9. The kit of claim 8, wherein the molecule is a monoclonal antibody, a polyclonal antibody, substrate, ligand, or cofactor.

10. The kit of claim 8, wherein the at least one protein is selected from the group consisting of proteins as set forth in SEQ ID NOS: 4, 5, 8, 15, 19, 27, 30, 32, 33, 36, 38, 39, 40, 41, 42, 45, 46, 47, 48, 49, 51, 52, 53, 55, 56, 59, 60, 62, 66, 67, 68, 69, 71, 74, 78, 83, 86, 88, 89, 91, 95, 96, 97, 98, 99, 100, and 105.

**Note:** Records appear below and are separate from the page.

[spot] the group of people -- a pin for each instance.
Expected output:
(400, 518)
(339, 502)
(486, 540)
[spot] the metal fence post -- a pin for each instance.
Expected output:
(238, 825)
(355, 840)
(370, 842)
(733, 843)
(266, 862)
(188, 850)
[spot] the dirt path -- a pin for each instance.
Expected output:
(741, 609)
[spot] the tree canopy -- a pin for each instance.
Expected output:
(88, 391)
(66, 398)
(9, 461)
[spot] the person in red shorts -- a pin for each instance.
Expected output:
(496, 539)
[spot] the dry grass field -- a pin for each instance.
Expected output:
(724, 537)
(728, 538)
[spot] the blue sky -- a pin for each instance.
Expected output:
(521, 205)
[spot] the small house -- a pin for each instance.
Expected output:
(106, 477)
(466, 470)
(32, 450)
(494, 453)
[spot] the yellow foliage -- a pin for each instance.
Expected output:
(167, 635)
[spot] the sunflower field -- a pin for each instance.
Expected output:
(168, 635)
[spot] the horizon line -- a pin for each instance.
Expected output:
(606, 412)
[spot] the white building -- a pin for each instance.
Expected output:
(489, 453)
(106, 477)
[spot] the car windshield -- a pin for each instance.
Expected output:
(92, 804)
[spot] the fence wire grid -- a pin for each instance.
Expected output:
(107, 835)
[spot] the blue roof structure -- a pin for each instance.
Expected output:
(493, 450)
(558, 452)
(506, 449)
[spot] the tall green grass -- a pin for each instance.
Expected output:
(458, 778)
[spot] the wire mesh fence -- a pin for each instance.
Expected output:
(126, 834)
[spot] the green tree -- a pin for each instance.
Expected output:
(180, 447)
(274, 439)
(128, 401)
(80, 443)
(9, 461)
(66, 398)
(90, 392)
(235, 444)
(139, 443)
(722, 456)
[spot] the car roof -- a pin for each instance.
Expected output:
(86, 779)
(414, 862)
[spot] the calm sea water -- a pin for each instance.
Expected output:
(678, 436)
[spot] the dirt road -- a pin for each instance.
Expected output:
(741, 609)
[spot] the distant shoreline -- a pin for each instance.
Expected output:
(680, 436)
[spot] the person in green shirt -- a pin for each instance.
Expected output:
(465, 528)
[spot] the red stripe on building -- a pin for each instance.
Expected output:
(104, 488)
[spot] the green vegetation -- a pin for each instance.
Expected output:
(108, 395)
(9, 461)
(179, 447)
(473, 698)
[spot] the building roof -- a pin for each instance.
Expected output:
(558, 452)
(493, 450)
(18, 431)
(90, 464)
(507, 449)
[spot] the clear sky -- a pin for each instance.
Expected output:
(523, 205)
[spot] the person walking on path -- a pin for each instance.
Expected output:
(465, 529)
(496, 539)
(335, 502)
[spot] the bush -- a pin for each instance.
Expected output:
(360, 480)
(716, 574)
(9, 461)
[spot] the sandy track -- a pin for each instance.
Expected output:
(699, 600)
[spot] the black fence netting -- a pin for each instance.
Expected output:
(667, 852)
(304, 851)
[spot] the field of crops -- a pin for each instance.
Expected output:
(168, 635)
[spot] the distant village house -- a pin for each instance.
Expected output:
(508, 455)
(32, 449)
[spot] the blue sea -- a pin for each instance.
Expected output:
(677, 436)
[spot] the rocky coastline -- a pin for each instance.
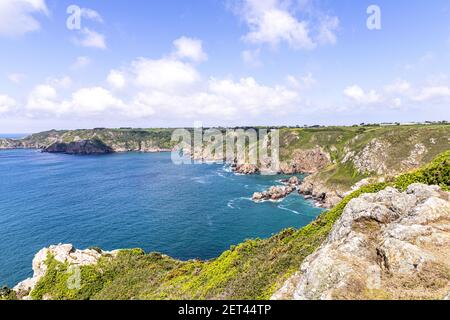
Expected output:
(388, 245)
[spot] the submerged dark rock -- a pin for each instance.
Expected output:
(82, 147)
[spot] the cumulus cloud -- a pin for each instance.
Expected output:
(164, 74)
(116, 79)
(358, 95)
(304, 82)
(251, 58)
(81, 62)
(16, 78)
(17, 17)
(94, 100)
(433, 93)
(400, 94)
(274, 21)
(91, 39)
(189, 48)
(91, 14)
(7, 104)
(44, 98)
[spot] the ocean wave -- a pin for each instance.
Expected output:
(287, 209)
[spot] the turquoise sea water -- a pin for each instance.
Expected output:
(127, 201)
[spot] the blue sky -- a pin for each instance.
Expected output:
(147, 63)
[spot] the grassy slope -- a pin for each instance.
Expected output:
(253, 270)
(337, 140)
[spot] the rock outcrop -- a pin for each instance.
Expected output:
(246, 169)
(388, 245)
(306, 161)
(275, 193)
(8, 144)
(83, 147)
(64, 253)
(325, 196)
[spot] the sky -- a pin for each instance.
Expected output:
(177, 63)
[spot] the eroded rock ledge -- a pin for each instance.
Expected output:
(64, 253)
(389, 245)
(83, 147)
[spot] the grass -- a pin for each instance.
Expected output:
(254, 269)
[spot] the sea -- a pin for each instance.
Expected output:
(131, 200)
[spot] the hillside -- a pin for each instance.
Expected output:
(255, 269)
(337, 159)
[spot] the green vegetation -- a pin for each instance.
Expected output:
(254, 269)
(7, 294)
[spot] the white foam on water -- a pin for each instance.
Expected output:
(287, 209)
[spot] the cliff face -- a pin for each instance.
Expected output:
(83, 147)
(388, 245)
(118, 140)
(377, 243)
(64, 254)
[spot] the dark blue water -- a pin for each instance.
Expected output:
(127, 201)
(13, 135)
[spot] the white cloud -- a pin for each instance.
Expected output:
(166, 88)
(274, 21)
(17, 16)
(91, 15)
(44, 98)
(251, 58)
(327, 30)
(63, 83)
(359, 96)
(189, 48)
(94, 100)
(401, 87)
(16, 78)
(433, 93)
(305, 82)
(91, 39)
(116, 79)
(164, 74)
(81, 62)
(6, 104)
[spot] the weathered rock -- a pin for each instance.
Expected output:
(388, 245)
(372, 159)
(246, 169)
(83, 147)
(292, 181)
(325, 196)
(274, 193)
(306, 161)
(9, 144)
(64, 253)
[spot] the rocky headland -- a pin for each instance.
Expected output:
(63, 253)
(82, 147)
(387, 245)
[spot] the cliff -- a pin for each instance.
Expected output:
(404, 218)
(118, 140)
(387, 245)
(83, 147)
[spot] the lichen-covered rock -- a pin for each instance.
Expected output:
(275, 193)
(64, 253)
(388, 245)
(372, 159)
(306, 161)
(8, 144)
(246, 169)
(325, 195)
(84, 147)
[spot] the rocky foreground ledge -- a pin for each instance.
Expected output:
(64, 253)
(388, 245)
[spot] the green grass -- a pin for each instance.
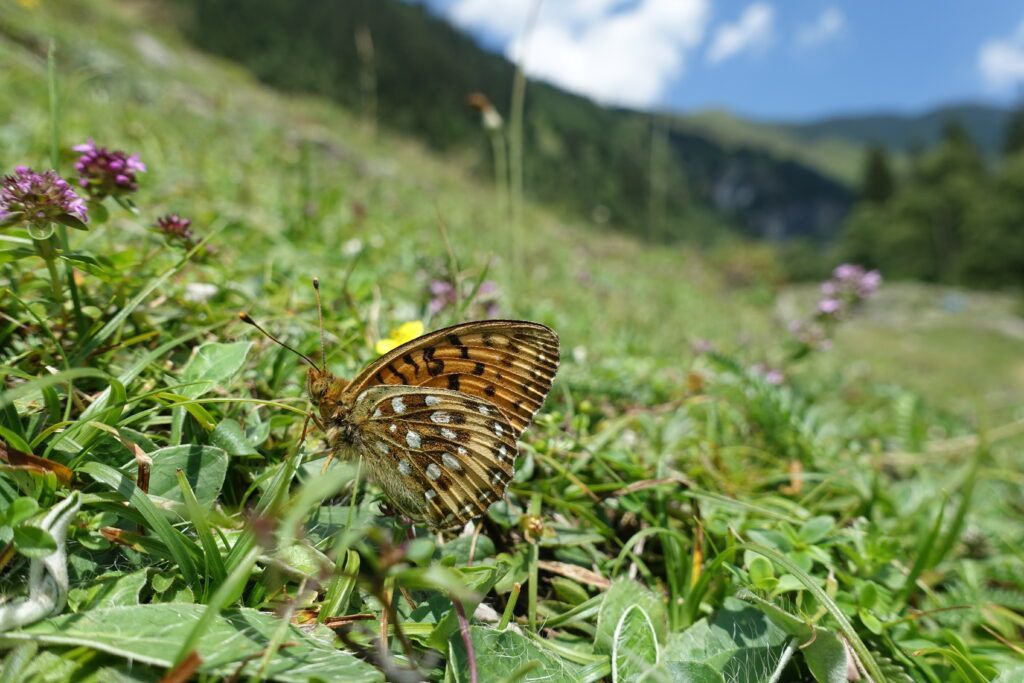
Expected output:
(669, 506)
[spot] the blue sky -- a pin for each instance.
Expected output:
(772, 59)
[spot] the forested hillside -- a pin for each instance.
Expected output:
(640, 173)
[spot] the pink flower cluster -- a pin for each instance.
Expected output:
(849, 286)
(442, 295)
(103, 172)
(38, 198)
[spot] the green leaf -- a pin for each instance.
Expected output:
(692, 672)
(34, 542)
(815, 529)
(183, 550)
(229, 436)
(623, 595)
(11, 218)
(72, 221)
(500, 653)
(762, 572)
(204, 467)
(634, 652)
(112, 591)
(20, 509)
(153, 634)
(738, 641)
(479, 580)
(212, 366)
(826, 657)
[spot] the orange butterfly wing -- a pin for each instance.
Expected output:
(510, 364)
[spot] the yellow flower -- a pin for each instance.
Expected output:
(403, 333)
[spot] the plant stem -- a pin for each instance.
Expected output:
(54, 103)
(48, 254)
(515, 133)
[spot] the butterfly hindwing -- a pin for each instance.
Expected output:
(508, 364)
(441, 456)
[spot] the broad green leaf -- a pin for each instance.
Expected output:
(204, 467)
(623, 595)
(737, 640)
(1010, 675)
(634, 652)
(500, 653)
(229, 436)
(20, 509)
(479, 580)
(182, 549)
(815, 529)
(692, 672)
(826, 657)
(213, 365)
(154, 634)
(34, 542)
(112, 591)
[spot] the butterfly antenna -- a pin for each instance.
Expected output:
(245, 317)
(320, 316)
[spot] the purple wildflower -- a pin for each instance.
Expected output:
(105, 172)
(829, 306)
(848, 272)
(869, 284)
(176, 227)
(38, 198)
(442, 295)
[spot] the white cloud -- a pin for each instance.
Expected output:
(751, 33)
(827, 27)
(614, 51)
(1000, 60)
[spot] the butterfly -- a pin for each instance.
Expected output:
(436, 420)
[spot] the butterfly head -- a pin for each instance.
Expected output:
(323, 386)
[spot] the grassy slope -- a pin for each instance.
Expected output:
(237, 153)
(240, 155)
(281, 179)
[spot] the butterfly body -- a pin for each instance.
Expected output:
(436, 420)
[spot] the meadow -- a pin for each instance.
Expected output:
(706, 496)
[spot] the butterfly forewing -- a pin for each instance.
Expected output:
(508, 364)
(442, 457)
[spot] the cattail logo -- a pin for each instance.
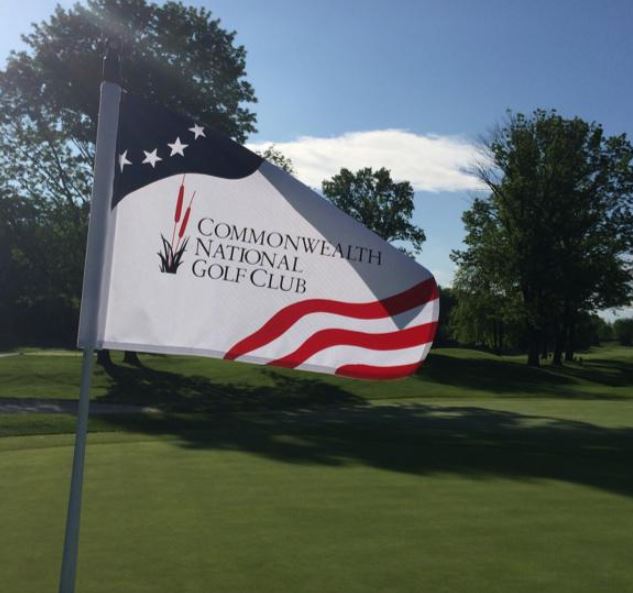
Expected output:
(171, 255)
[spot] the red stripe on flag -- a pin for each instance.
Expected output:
(366, 371)
(405, 338)
(285, 318)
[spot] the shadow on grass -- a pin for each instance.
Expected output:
(302, 420)
(501, 376)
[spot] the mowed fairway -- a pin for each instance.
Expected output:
(459, 494)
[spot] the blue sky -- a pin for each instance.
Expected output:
(413, 85)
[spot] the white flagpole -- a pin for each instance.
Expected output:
(105, 161)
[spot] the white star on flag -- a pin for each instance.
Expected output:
(177, 147)
(123, 160)
(197, 131)
(151, 158)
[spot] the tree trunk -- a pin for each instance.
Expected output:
(558, 349)
(571, 339)
(534, 347)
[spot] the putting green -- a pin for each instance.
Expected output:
(464, 497)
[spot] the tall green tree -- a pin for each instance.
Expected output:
(560, 214)
(172, 54)
(381, 204)
(623, 330)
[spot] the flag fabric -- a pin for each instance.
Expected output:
(211, 250)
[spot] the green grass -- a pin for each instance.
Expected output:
(403, 498)
(477, 475)
(186, 382)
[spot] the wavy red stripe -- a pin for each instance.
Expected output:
(282, 320)
(405, 338)
(365, 371)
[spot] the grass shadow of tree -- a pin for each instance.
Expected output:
(506, 377)
(306, 421)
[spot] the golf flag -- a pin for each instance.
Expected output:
(211, 250)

11. The kit of claim 8, wherein the at least one protein is selected from the group consisting of proteins as set forth in SEQ ID NOS: 109, 111, 117, 122, 123, 124, 125, 126, 127, 129, 131, 132, 136, 137, 138, 146, 147, 149, 152, 158, 159, 161, 165, and 167.

12. The kit of claim 8, wherein the at least one protein is a protein as set forth in SEQ ID NOS: 48 or 69.

13. The kit of claim 8, wherein blood or urine is used as a test sample.

14. A kit for diagnosing diabetes mellitus, comprising a molecule specifically binding to the protein as set forth in SEQ ID NO: 69.

15. The kit of claim 14, wherein the molecule is a monoclonal antibody, a polyclonal antibody, substrate, ligand, or cofactor.

16. The kit of claim 14, wherein blood or urine is used as a test sample.